(director/writer: Kiyoshi Kurosawa; screenwriters: Max Mannix, Sachiko Tanaka; cinematographer: Akiko Ashizawa; editor: Koichi Takahashi; music: Kazumasa Hashimoto; cast: Kyôko Koizum (Megumi), Teruyuki Kagawa (Ryuhei Sasaki), Kai Inowaki (Kenji Sasaki), Haruka Igawa (Ms. Kaneko, piano teacher), Yu Koyanagi (Taka Sasaki), Jason Gray (American Soldier); Runtime: 119; MPAA Rating: PG-13; producers: Kiyoshi Kurosawa, Wouter Barendrecht, Yukie Kito; Regent Releasing; 2008-Japan, in Japanese with English subtitles)

“Beautifully shot film that’s like an Ozu family drama.”

Reviewed by Dennis Schwartz

Japanese filmmaker Kiyoshi Kurosawa (“Wife of a Spy”/”Cure”), known for his horror films, directs this beautifully shot film that’s like an Ozu family drama. He co-writes it with Max Mannix and Sachiko Tanaka.

Ryuhei Sasaki (Teruyuki Kagawa) loses his office manager’s job for a medical equipment firm due to downsizing.

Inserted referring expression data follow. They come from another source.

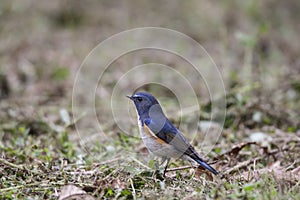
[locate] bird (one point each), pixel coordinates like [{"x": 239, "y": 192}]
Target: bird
[{"x": 160, "y": 136}]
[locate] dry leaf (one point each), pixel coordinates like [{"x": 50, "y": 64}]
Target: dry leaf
[{"x": 69, "y": 192}]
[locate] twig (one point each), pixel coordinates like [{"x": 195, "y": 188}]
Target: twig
[
  {"x": 12, "y": 165},
  {"x": 106, "y": 162},
  {"x": 140, "y": 163},
  {"x": 179, "y": 168},
  {"x": 240, "y": 165},
  {"x": 133, "y": 189}
]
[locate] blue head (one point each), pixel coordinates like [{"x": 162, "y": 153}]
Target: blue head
[{"x": 144, "y": 102}]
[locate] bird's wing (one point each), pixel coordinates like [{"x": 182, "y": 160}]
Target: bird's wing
[{"x": 171, "y": 135}]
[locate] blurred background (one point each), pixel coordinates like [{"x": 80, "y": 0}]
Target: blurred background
[{"x": 255, "y": 45}]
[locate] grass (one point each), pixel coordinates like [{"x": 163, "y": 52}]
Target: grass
[{"x": 255, "y": 44}]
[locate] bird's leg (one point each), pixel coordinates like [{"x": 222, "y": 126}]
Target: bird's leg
[{"x": 168, "y": 160}]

Too ashamed to tell this to his wife Megumi (Kyoko Koizumi), a housewife, or his two teenage sons, the younger piano playing one Kenji (Kai Inowaki), who takes lessons despite his authoritarian father’s disapproval, and the older Takashi (Yu Koyanagi) who enlists in the U.S. military to gain American citizenship despite dad’s disapproval.

Ryuhei pretends to still be working as he leaves for work each workday morning, but is really only looking for work at the employment office and spends his days mostly in the park.

The film makes valid points on deception, as it turns into an allegory on the anxieties in contemporary Japan.

What it does really well is show how thick are the family bonds despite all the deceptions, and shows how something as hurtful as being unemployed can upset a family if not handled in a respectful way.

The acting is first-rate, the story is poignant and its questions raised about the acceptance of traditional Japanese values in the modern-world come off like a finely tuned sonata that might appeal in different ways to each listener.